Die Meinung der Bevölkerung in dieser Frage war in der Vergangenheit gespalten. Es gab durchaus Einwohner, die in der Braunkohleindustrie beschäftigt und deshalb bereit waren, gegen die übliche ordentliche Entschädigung freiwillig umzusiedeln.
Auch die Linke war in dieser Frage gespalten. Mehrheitlich hatte die Partei aber in den Jahren 2007 und 2008 das mit verschiedenen Umweltorganisationen gestartete Volksbegehren »Keine neuen Tagebaue« finanziell und ideell unterstützt und maßgeblich vorangetrieben - wobei die notwendige Zahl von 80 000 Unterschriften mit nur 24 501 gültigen weit verfehlt wurde. Der damalige Parteivorsitzende Thomas Nord bedauerte dies später in einer Bilanz mit den Worten: »Das ging in die Hose.«
Nach der Landtagswahl 2009 ließ sich die Linke auf eine Koalition mit der SPD ein und akzeptierte dabei den geplanten Tagebau Welzow-Süd II. Das sorgte für einen massiven Vertrauensverlust. Die anfänglich zur Rechtfertigung versuchte Wortklauberei, es sei kein neuer Tagebau, sondern nur die Fortführung eines bestehenden, ließ die Linksfraktion alsbald sein. Thomas Domres, der damals schon Landtagsabgeordneter war, gestand realistisch ein: »Die Leute sehen diesen Unterschied nicht.«
Im Juni 2014 ebnete das rot-rote Kabinett den Weg für den Tagebau Welzow-Süd II. Umweltministerin Anita Tack (Linke) stimmte gegen die eigene Überzeugung zu und bezeichnete das später als den größten Fehler ihrer langen politischen Karriere. Bei der Landtagswahl drei Monate später sackte die Linke von 27,2 auf 18,6 Prozent, wofür es allerdings viele Gründe gab. Tack ist heute froh, dass Proschim nicht verschwindet.
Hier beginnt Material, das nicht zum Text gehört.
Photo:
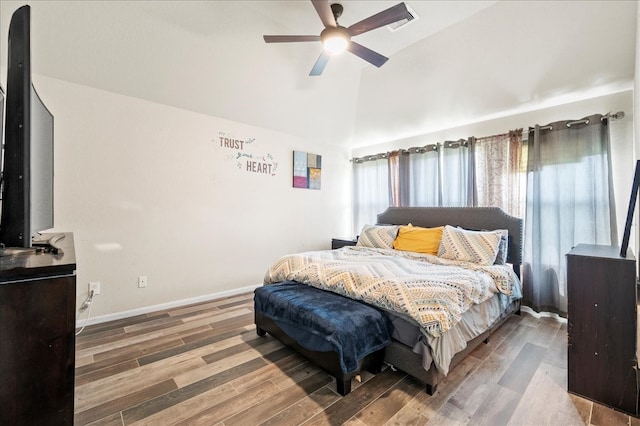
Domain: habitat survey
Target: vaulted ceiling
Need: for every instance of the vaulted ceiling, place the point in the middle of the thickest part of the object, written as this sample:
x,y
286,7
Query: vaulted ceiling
x,y
461,59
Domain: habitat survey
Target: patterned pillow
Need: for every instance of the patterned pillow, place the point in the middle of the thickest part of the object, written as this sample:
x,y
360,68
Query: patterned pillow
x,y
503,248
479,247
377,236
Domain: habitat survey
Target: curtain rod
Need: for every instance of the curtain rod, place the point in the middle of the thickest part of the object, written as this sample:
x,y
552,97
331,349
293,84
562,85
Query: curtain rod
x,y
462,142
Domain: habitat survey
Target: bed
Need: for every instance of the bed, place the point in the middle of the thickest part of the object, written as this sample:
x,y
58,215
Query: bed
x,y
428,340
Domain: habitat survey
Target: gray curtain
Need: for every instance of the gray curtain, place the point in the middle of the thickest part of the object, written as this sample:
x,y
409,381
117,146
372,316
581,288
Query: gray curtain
x,y
371,193
457,174
568,203
423,178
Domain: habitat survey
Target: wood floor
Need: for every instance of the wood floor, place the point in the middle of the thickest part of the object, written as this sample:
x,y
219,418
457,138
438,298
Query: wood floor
x,y
204,365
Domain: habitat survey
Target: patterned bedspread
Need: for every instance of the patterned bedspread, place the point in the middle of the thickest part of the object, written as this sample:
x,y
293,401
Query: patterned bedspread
x,y
433,292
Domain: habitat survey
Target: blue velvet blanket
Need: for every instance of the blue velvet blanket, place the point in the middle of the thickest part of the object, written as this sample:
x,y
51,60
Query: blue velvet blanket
x,y
323,321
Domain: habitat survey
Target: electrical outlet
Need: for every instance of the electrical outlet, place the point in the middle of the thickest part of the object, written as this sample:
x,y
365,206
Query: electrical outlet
x,y
142,281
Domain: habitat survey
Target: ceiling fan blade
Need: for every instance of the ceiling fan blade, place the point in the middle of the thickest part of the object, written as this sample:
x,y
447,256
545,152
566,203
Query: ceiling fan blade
x,y
386,17
320,63
289,39
367,54
324,12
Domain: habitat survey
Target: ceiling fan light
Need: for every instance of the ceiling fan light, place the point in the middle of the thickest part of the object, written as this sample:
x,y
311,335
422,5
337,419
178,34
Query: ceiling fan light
x,y
335,39
336,44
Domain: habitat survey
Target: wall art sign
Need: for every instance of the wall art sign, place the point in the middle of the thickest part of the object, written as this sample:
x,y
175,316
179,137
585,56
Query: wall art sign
x,y
242,151
307,170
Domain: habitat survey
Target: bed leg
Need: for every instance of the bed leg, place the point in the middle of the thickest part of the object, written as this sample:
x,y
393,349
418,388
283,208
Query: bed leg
x,y
343,386
431,389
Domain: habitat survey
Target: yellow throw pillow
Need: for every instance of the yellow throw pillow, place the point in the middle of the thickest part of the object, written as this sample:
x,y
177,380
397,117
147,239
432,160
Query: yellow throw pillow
x,y
418,239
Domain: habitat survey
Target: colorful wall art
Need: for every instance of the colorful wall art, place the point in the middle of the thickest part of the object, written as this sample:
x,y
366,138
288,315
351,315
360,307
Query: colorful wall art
x,y
306,170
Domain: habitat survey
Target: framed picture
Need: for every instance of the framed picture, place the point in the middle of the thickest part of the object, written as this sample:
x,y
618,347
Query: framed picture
x,y
307,170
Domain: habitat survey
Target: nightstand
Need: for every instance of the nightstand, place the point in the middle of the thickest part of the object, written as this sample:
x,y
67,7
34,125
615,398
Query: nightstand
x,y
341,242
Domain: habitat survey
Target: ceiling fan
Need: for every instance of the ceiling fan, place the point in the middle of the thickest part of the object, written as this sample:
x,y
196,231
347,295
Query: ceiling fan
x,y
337,38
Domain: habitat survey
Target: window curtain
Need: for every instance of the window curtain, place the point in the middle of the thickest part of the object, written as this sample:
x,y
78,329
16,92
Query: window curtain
x,y
423,176
569,201
500,169
371,190
399,178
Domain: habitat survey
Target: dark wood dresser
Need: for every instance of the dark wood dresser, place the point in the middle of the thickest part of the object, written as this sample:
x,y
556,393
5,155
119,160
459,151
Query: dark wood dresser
x,y
37,336
602,329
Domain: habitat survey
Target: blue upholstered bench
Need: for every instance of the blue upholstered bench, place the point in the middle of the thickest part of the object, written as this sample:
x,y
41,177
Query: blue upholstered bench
x,y
341,335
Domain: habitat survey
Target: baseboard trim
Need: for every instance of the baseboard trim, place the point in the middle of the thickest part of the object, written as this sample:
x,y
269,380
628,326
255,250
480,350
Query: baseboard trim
x,y
147,309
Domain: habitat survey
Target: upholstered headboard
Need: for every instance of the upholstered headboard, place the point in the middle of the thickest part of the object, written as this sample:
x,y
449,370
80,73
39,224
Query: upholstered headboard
x,y
477,218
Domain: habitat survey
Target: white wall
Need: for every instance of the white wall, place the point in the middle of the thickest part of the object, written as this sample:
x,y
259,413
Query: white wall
x,y
147,190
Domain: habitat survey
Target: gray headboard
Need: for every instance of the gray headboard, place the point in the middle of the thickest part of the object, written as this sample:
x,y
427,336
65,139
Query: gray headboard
x,y
477,218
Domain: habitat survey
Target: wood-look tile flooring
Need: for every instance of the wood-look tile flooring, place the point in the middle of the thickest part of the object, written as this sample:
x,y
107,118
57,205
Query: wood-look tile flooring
x,y
204,365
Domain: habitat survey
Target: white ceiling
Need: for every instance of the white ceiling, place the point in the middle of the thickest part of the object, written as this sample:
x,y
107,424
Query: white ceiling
x,y
209,57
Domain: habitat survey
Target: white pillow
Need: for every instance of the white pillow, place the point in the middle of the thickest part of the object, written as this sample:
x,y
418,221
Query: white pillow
x,y
479,247
377,236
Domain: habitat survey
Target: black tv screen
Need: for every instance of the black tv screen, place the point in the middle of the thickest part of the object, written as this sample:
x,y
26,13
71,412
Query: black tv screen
x,y
27,172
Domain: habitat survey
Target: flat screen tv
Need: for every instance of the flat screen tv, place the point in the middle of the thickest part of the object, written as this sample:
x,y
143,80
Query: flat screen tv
x,y
27,169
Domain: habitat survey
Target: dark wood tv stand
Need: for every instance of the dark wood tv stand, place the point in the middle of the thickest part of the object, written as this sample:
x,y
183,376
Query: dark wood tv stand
x,y
37,336
602,293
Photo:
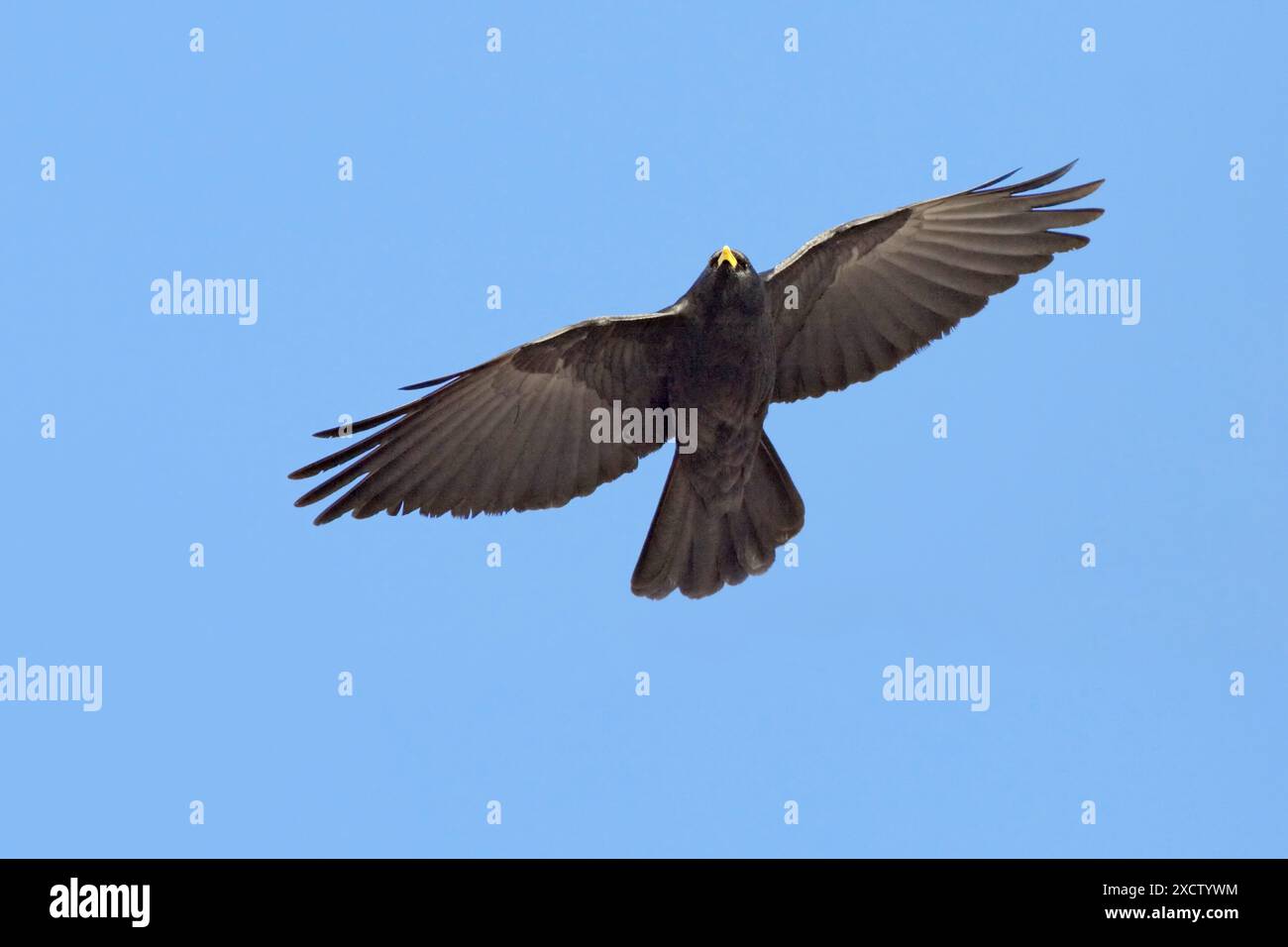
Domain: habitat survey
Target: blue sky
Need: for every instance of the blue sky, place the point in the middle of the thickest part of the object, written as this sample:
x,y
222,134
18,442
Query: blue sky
x,y
518,684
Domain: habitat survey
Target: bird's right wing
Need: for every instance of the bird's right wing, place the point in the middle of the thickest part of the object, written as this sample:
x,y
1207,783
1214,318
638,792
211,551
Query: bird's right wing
x,y
509,434
861,298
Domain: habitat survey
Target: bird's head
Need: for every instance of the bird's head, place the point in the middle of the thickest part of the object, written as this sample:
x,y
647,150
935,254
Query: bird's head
x,y
729,279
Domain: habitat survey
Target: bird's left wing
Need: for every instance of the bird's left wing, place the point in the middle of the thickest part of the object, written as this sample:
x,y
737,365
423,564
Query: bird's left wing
x,y
861,298
509,434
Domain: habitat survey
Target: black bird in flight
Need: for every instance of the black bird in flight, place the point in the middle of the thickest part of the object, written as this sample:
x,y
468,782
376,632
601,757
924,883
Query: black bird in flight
x,y
515,433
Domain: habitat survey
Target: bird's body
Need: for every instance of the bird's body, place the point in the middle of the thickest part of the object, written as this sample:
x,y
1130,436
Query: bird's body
x,y
515,433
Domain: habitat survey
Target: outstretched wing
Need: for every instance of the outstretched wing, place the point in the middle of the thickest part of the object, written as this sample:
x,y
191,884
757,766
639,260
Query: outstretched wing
x,y
870,292
509,434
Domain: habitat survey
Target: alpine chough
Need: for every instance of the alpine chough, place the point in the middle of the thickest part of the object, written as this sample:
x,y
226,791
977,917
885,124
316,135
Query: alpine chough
x,y
515,433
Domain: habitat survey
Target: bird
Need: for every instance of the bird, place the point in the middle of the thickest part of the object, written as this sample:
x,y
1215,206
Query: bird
x,y
514,433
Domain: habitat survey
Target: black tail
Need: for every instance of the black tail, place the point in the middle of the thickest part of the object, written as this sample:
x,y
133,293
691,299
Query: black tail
x,y
697,551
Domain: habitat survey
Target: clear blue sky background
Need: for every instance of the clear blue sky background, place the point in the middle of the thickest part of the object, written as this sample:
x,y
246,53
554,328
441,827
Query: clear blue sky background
x,y
518,684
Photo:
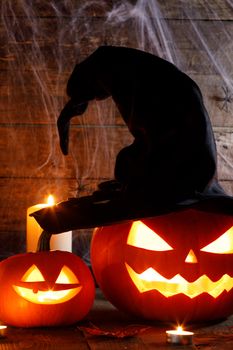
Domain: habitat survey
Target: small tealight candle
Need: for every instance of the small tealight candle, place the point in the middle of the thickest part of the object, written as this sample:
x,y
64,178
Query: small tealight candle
x,y
179,337
3,330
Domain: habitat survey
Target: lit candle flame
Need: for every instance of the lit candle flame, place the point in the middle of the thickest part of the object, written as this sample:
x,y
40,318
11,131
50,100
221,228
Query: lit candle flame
x,y
50,200
179,329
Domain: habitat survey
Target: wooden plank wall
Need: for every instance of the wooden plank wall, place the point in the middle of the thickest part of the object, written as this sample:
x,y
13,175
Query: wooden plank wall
x,y
40,42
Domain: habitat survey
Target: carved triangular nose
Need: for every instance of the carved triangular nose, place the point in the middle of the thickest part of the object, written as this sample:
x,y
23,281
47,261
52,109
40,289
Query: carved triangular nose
x,y
191,257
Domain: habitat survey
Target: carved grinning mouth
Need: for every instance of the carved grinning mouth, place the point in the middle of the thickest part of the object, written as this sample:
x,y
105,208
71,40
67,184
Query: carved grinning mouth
x,y
48,296
150,279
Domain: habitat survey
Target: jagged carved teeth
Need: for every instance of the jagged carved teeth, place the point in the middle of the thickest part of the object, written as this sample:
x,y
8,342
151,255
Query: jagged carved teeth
x,y
150,279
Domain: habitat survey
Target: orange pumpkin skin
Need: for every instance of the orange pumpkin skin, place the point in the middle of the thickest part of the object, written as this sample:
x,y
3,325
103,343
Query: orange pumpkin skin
x,y
20,311
183,231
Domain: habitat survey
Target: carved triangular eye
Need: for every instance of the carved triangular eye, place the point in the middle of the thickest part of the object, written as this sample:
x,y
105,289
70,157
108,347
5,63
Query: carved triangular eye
x,y
33,274
141,236
222,245
66,276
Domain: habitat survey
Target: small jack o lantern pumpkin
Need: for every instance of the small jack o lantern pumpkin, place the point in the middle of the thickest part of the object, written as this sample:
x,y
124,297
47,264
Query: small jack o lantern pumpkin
x,y
45,288
173,267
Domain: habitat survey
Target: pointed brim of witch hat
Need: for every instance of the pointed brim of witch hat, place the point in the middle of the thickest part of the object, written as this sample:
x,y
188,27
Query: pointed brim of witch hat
x,y
87,212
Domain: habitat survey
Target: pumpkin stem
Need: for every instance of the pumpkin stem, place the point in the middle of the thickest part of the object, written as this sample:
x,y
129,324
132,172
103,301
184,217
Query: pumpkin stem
x,y
44,242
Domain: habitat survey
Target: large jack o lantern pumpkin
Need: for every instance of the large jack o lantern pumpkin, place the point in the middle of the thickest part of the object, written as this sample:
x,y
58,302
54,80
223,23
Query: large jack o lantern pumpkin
x,y
174,267
45,288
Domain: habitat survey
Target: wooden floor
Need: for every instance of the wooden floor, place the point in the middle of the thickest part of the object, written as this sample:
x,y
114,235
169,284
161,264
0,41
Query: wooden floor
x,y
104,316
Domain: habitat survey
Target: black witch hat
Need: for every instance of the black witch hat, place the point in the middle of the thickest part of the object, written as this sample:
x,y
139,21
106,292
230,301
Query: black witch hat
x,y
170,166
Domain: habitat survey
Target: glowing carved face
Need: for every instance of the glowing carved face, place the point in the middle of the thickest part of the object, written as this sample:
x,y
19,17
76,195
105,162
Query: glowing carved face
x,y
35,289
143,237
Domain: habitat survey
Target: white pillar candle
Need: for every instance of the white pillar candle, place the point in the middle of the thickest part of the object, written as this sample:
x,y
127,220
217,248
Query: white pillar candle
x,y
61,241
179,336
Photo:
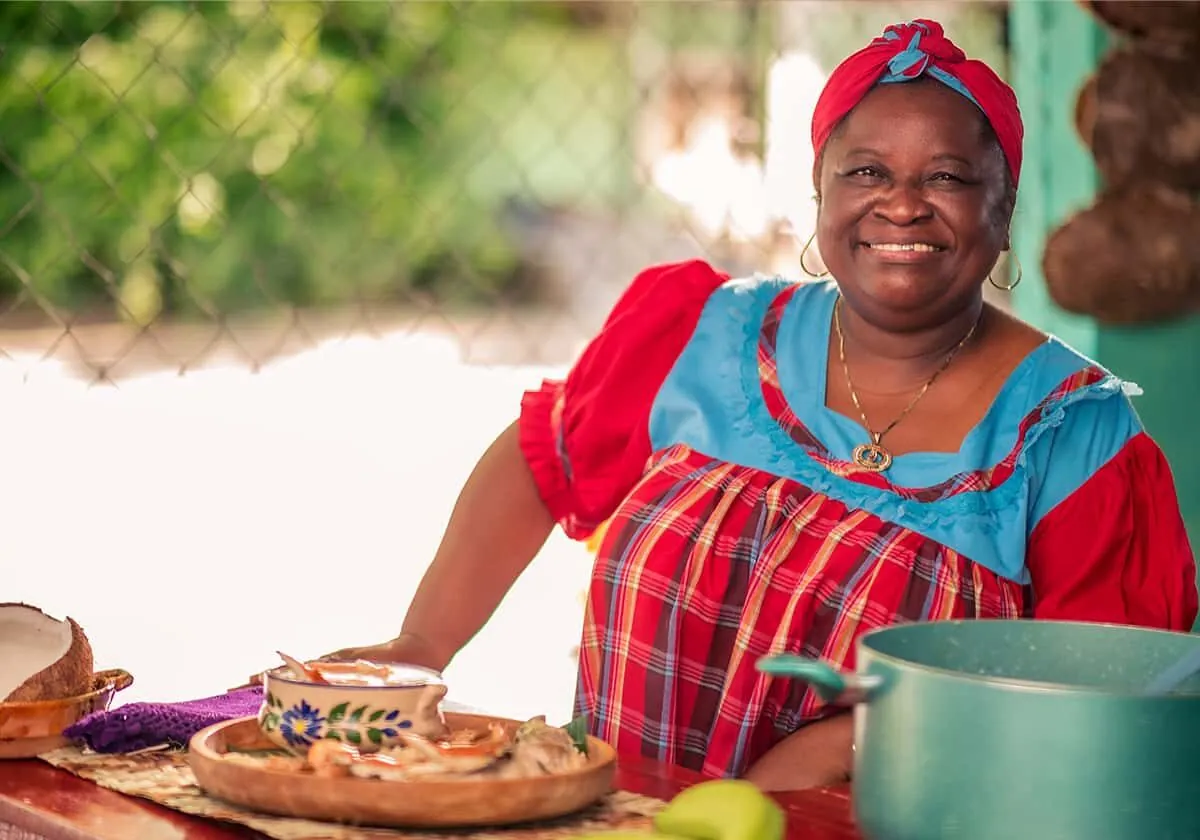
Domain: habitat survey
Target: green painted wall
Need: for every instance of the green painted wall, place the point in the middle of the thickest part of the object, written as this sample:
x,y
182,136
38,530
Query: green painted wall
x,y
1055,47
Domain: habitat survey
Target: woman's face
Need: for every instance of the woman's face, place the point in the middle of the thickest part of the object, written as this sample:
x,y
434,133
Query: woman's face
x,y
913,205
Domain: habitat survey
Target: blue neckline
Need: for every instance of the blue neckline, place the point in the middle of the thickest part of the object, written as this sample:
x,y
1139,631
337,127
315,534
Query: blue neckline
x,y
988,442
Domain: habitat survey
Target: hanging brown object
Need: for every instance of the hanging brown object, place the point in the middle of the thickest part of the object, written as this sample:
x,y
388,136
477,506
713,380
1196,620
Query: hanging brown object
x,y
1161,21
1139,115
1132,258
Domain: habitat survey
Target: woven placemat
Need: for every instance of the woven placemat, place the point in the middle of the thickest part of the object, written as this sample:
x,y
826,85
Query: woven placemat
x,y
166,779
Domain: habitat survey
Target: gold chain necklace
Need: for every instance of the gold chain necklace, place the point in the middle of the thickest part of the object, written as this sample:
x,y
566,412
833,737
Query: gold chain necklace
x,y
873,456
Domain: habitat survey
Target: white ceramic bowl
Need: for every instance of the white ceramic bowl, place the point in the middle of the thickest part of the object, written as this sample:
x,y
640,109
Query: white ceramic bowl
x,y
297,712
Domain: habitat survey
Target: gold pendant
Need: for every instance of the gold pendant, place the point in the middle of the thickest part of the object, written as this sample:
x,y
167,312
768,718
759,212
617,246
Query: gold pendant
x,y
873,457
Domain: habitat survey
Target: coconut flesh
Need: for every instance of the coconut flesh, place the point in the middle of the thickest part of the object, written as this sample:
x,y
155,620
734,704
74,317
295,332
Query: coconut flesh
x,y
41,658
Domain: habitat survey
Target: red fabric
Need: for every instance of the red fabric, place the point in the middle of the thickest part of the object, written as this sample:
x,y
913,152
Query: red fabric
x,y
851,81
587,438
1116,550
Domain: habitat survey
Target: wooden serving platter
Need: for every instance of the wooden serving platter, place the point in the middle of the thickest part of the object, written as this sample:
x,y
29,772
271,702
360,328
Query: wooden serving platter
x,y
28,730
448,803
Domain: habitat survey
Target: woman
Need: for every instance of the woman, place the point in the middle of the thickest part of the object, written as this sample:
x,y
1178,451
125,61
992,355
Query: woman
x,y
785,467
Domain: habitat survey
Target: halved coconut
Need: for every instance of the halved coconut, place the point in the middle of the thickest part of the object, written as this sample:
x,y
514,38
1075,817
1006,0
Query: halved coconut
x,y
41,658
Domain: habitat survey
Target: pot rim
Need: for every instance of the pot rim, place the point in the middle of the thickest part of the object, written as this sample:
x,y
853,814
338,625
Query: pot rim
x,y
1018,684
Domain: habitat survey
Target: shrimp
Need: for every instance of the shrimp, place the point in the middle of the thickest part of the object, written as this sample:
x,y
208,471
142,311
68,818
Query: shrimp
x,y
329,757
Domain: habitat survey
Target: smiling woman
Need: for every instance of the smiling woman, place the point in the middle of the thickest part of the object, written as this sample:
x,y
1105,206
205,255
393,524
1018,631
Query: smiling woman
x,y
784,466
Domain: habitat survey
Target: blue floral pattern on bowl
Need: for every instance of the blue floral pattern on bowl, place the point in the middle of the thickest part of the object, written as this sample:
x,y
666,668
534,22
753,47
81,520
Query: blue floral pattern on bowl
x,y
303,724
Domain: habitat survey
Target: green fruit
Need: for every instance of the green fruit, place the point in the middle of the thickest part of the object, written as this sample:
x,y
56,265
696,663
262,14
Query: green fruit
x,y
624,835
725,809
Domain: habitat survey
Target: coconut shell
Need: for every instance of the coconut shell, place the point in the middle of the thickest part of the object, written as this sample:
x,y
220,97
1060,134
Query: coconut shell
x,y
1132,258
1162,21
69,677
1140,117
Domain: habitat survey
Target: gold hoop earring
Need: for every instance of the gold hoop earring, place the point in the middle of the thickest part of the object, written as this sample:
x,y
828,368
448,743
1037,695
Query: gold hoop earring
x,y
804,252
993,280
Die LEAG vollziehe jetzt nach, was im Koalitionsvertrag verabredet sei und woran mit der Änderung des Braunkohlenplans bereits gearbeitet werde, erklärte der Landtagsabgeordnete Clemens Rostock (Grüne). Noch vor wenigen Jahren habe die LEAG die Tagebaue Jänschwalde-Nord und Welzow-Süd II gewollt und dabei stets auf die Unterstützung von Rot-Rot zählen können. »Mit dem neuen Revierkonzept wird nun deutlich, dass in Brandenburg niemand mehr daran arbeitet, neue Tagebaue zu öffnen«, so Rostock. Nicht nachvollziehbar sei, warum in Sachsen noch der Ort Mühlrose abgebaggert werden soll.